The watched is Georg Dreyman, a playwright known for his ideological plays, and the only living East German playwright who is read in the West (the film being set in 1984). His plays express the possibility that people are capable of change - much to the contempt of the Minister for Culture, who doesn't believe they are. The corrupt Minister, who has designs on Dreyman's actress girlfriend, orders the Stasi (state security) to investigate him.

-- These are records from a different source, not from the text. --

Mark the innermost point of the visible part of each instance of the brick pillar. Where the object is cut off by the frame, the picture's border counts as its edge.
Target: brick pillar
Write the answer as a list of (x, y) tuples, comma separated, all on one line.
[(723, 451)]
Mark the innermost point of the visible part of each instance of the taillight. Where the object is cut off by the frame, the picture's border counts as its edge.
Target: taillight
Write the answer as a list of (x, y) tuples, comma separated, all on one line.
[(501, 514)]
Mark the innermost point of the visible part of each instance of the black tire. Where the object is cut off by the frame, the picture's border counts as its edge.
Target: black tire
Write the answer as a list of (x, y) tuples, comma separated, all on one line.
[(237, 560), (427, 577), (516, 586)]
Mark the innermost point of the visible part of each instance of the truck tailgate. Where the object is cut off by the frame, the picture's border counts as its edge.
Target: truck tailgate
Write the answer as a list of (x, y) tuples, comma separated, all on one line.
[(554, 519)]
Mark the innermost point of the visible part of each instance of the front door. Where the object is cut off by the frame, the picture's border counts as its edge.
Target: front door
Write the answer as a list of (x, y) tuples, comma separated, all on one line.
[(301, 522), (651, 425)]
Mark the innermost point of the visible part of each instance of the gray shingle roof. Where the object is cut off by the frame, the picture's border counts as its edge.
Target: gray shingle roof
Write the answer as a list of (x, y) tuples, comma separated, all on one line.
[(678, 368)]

Enter the watcher: Stasi officer Gerd Wiesler. Wiesler leads a lonely, fairly meaningless existence, mirroring the feeling of East Berlin itself (as portrayed in the film). But Wiesler also has an idealist streak, in contrast to his more Machiavellian colleagues. This idealism doens't quite mesh with the corrupt system - and perhaps he has sensed this subconsciously for some time. The things he overhears when listening in on Dreyman finally convince him that the system is not what it claims to be, nor what he originally thought it was.

'The Lives of Others' is certainly worth watching for the evocative historical atmosphere it creates. Worth noting, too, is the ending, set two years after the fall of the Berlin Wall. Dreyman attends a new version of one of his old plays in Berlin, and comes face to face with his old enemy the Culture Minister. The latter expresses his contempt for the new Germany, saying it gives people "nothing to believe in, nothing to rebel against".